* The safety of a potential point of entry for a home intruder.
* The energy efficiency of a glass wall that could generate huge utility bills if not properly insulated.
* The style and appearance inside and out.
Two Types of Patio doors
Patio doors either slide open & closed, or they open and close on hinges. Sliding doors allow you to place furniture right up against the entryway. Hinged doors can open into the home or out onto the patio. In some areas, fire codes prohibit doors that open outward (they could potentially inhibit firefighters from entering during a fire), so check with local officials before buying.
Make your choice by considering the physical layout of the interior and the patio of your home, along with the type of furnishings you want near the door. All patio doors can be customized with windows and panels above or around the entryway to add some style to the portal and create a “wall of windows” that add light to the interior of the home. Budget and imagination are the only limitations.
Sliding Patio Doors: The style most of us grew up with. They’re still very popular, but they’re definitely better built. Some people used to secure their sliding doors with a broomstick or a 2x4 wedged between the sliding door and the fixed panel. New designs feature a “foot bolt” that locks the sliding door from within. Not only can you securely lock your door shut with this system, you can also lock the door into an open position that allows a pet or a breeze to move in and out, but does not allow enough room for an intruder to come inside and unlock the bolt.
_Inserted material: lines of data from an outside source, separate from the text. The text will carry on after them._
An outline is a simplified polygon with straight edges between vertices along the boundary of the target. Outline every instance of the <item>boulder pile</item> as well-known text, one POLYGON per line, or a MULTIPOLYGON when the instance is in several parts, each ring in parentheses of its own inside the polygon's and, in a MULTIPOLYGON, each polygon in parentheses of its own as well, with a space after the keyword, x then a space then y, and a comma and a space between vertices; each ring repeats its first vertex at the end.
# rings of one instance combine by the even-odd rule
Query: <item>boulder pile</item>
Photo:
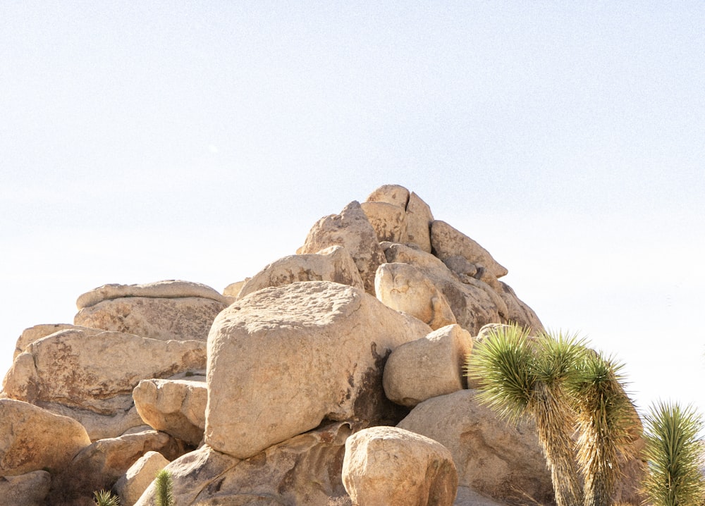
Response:
POLYGON ((226 295, 91 290, 73 324, 18 340, 0 497, 147 506, 165 468, 179 506, 553 504, 533 428, 498 421, 463 375, 486 326, 543 330, 505 274, 388 185, 226 295))

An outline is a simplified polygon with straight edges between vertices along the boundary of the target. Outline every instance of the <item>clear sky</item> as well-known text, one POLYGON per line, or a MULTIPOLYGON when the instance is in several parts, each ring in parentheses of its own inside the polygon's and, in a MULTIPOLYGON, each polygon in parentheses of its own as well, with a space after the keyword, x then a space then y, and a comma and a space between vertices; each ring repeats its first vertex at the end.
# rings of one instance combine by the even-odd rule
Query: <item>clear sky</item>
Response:
POLYGON ((385 183, 705 412, 705 4, 0 2, 0 369, 81 293, 221 290, 385 183))

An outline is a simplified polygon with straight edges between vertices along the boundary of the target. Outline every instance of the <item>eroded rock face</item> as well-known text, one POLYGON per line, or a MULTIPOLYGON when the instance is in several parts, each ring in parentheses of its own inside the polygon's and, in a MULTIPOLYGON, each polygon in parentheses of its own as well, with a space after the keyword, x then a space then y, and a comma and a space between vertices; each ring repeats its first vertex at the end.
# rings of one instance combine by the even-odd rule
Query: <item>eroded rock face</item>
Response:
POLYGON ((431 244, 436 256, 441 260, 461 255, 471 264, 484 267, 495 278, 501 278, 508 272, 489 252, 445 221, 436 220, 431 223, 431 244))
POLYGON ((133 505, 137 502, 157 474, 168 464, 169 461, 159 452, 147 452, 137 459, 115 483, 120 503, 133 505))
POLYGON ((472 349, 472 338, 459 325, 448 325, 398 347, 384 366, 384 393, 397 404, 413 407, 427 399, 462 390, 465 355, 472 349))
POLYGON ((157 431, 196 446, 203 439, 208 393, 202 381, 147 379, 133 390, 137 412, 157 431))
POLYGON ((397 426, 434 439, 449 450, 458 483, 495 500, 553 504, 551 473, 533 426, 500 420, 464 390, 422 402, 397 426))
POLYGON ((18 355, 3 388, 13 399, 114 415, 130 409, 132 390, 140 380, 202 369, 205 355, 202 341, 62 331, 18 355))
POLYGON ((330 420, 391 419, 391 350, 430 328, 326 281, 266 288, 219 315, 208 340, 205 442, 247 458, 330 420))
POLYGON ((272 262, 245 283, 238 297, 297 281, 333 281, 364 289, 350 253, 341 246, 331 246, 318 253, 290 255, 272 262))
POLYGON ((44 506, 51 475, 33 471, 16 476, 0 476, 0 502, 12 506, 44 506))
POLYGON ((446 297, 419 269, 408 264, 382 264, 374 292, 385 306, 418 318, 434 330, 455 323, 446 297))
POLYGON ((205 341, 216 315, 227 305, 198 297, 125 297, 84 307, 73 322, 164 341, 205 341))
MULTIPOLYGON (((352 506, 341 478, 352 431, 350 423, 328 424, 245 460, 204 445, 166 468, 176 504, 352 506)), ((135 506, 152 506, 154 498, 152 484, 135 506)))
POLYGON ((450 506, 458 473, 442 445, 396 427, 372 427, 345 443, 343 483, 357 506, 450 506))
POLYGON ((340 214, 321 218, 313 226, 299 254, 317 253, 330 246, 342 246, 350 254, 360 271, 364 289, 374 294, 374 272, 384 262, 377 235, 360 202, 345 206, 340 214))
POLYGON ((75 420, 13 399, 0 399, 0 476, 66 467, 90 444, 75 420))
POLYGON ((221 295, 213 288, 200 283, 166 280, 144 285, 103 285, 79 296, 76 307, 79 309, 94 306, 99 302, 128 297, 157 299, 183 299, 198 297, 230 304, 232 300, 221 295))

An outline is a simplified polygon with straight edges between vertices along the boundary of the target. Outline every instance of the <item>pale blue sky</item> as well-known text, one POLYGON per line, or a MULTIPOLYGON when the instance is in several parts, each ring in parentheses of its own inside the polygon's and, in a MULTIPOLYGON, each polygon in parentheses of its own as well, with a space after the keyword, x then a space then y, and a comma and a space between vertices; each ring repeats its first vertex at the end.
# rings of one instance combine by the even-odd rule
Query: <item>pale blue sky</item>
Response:
POLYGON ((703 409, 701 2, 184 4, 0 3, 3 371, 83 292, 222 290, 393 183, 703 409))

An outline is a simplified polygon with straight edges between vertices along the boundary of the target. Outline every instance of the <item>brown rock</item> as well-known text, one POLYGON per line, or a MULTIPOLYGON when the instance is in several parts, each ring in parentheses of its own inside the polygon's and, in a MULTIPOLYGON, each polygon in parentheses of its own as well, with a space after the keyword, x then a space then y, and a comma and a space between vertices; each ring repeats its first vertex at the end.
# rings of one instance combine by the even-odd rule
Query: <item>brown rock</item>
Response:
POLYGON ((0 399, 0 476, 57 471, 90 444, 75 420, 27 402, 0 399))
POLYGON ((459 325, 397 347, 384 366, 384 393, 397 404, 413 407, 462 390, 465 356, 472 349, 472 338, 459 325))
POLYGON ((329 246, 342 246, 352 257, 364 289, 374 294, 374 272, 384 263, 377 235, 360 207, 352 202, 340 214, 321 218, 313 226, 304 245, 297 253, 317 253, 329 246))
POLYGON ((345 443, 343 483, 357 506, 450 506, 458 473, 440 443, 396 427, 372 427, 345 443))
POLYGON ((364 289, 350 253, 341 246, 331 246, 318 253, 290 255, 269 264, 245 284, 239 297, 297 281, 332 281, 364 289))
POLYGON ((219 315, 209 336, 205 442, 247 458, 324 419, 393 419, 399 409, 381 389, 385 359, 430 331, 345 285, 250 294, 219 315))
POLYGON ((397 426, 450 450, 458 483, 509 504, 553 504, 551 473, 534 426, 500 420, 465 390, 429 399, 397 426))

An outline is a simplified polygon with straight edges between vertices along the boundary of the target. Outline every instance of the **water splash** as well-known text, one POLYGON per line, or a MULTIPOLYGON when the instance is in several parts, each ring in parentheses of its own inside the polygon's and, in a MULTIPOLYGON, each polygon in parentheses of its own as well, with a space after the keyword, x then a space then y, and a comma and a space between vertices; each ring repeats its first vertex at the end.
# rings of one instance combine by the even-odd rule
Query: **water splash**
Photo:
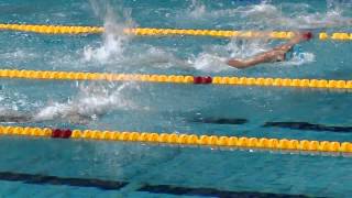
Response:
POLYGON ((120 62, 123 59, 125 46, 131 40, 131 35, 123 33, 124 29, 132 28, 135 23, 131 18, 131 10, 113 9, 111 3, 99 4, 90 0, 97 15, 105 12, 105 33, 101 46, 86 46, 84 48, 84 59, 86 62, 97 61, 99 63, 120 62))
POLYGON ((198 0, 191 0, 191 4, 187 10, 190 18, 200 19, 207 12, 206 6, 198 0))

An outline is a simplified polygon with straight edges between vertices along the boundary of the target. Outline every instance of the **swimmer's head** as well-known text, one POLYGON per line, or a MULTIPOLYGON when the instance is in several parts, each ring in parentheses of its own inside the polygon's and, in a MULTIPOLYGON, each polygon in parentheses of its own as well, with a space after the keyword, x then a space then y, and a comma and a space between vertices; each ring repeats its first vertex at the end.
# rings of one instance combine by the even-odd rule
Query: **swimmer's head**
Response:
POLYGON ((311 40, 312 38, 312 33, 311 32, 304 32, 301 34, 301 36, 305 38, 305 40, 311 40))

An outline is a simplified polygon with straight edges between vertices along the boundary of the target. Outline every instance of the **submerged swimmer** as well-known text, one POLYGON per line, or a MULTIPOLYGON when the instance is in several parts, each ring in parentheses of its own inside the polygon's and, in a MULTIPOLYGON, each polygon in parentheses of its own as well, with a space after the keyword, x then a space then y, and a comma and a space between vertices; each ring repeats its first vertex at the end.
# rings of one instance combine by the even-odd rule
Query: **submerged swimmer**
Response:
POLYGON ((294 56, 296 44, 312 37, 310 32, 295 33, 295 36, 285 44, 274 47, 265 53, 257 54, 248 59, 229 59, 228 65, 242 69, 263 63, 286 62, 294 56))

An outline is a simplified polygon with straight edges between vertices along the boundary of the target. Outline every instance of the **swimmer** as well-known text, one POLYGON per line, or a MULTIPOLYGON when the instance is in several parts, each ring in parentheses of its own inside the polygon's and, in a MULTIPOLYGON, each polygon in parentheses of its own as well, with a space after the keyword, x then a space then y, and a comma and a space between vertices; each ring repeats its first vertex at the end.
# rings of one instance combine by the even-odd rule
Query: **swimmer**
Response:
POLYGON ((295 36, 287 43, 276 46, 273 50, 257 54, 254 57, 248 59, 229 59, 227 62, 228 65, 243 69, 248 67, 252 67, 263 63, 275 63, 275 62, 286 62, 293 57, 295 53, 295 45, 302 42, 308 41, 312 37, 311 32, 305 33, 295 33, 295 36))

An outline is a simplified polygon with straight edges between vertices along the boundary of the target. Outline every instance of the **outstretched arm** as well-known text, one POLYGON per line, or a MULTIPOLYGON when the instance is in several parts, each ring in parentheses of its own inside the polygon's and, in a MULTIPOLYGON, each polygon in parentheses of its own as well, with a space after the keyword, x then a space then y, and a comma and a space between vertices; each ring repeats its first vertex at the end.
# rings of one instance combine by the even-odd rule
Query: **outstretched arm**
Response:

Our segment featured sliding doors with standard deadbolts and a key lock system that offers the option of matching the patio door lock key to the key that locks your front door.
Hinged Patio Doors: These doors open and close like front doors – on hinges. These offer better insulation than sliding doors because the seal on a hinged door is more air-tight. One model we featured has an insulating system that features three clawed hooks that pull the door into the frame when the door’s locked. It seals out the elements and definitely adds security, because in effect you have three deadbolts securing the door once it’s locked.
Three Predominant Materials for Patio Doors
Aluminum: low-cost & low-end for the most part; they’re poor insulators, not as popular as they once were.
Vinyl: very popular now, more expensive, better insulators, vinyl holds up well against the extreme elements.
Wood: most expensive, and most durable. We featured wood patio doors which are clad in vinyl on the exterior side to better withstand weather. This adds durability on the exterior side while preserving the beauty of wood on the inside. You can stain or paint the wood interior to suit any interior décor, but the vinyl exterior won’t fade in the summer sun, so you don’t have to repaint the exterior every year.
Glass in Patio Doors
Single-pane glass in patio doors is least expensive to purchase, but offers limited insulation. Higher utility bills due to poor insulation will actually cost a homeowner more money over time. Single-paned glass is not very popular anymore.
Double-pane glass is very common now, because it insulates so well compared to single-paned glass. Most manufacturers fill the dead air gap between panes with Argon, an inert gas (therefore safe) that’s heavier than air. Those heavier molecules move slower than air when they’re heated, so they transmit heat poorly – that’s another way of saying they insulate better.
Triple-pane glass was once thought to offer the best insulation, but that’s being phased out now, because double-paned doors with Low-E glass insulate better than the (very expensive) triple-paned glass of old.
Low-E Glass: Glass is coated on the inner side of double-paned panels (because it should not come in contact with skin) with a transparently thin layer of metal that reflects radiant heat up to 90%. Low-E coating very slightly alters the transparency of a window. In summer heat, Low-E glass reflects excess radiant heat out of the home. In winter, Low-E glass reflects radiant heat back into the home while still allowing direct heat from the sun to enter a window. Low-E is short for “low moisture" These designs “reflect” more heat than they “emit”.
Stylistic choices & options are limited only by budget and imagination. You can design a patio entryway with a single door (hinged or gliding), double doors, an entryway with a fixed panel to one side, fixed panels on either side of working doors, transoms above each door, picture windows above or beside the entryway. You can literally create a wall of glass if your budget allows. Just remember to always consider security, energy efficiency and style as you design your patio doorway.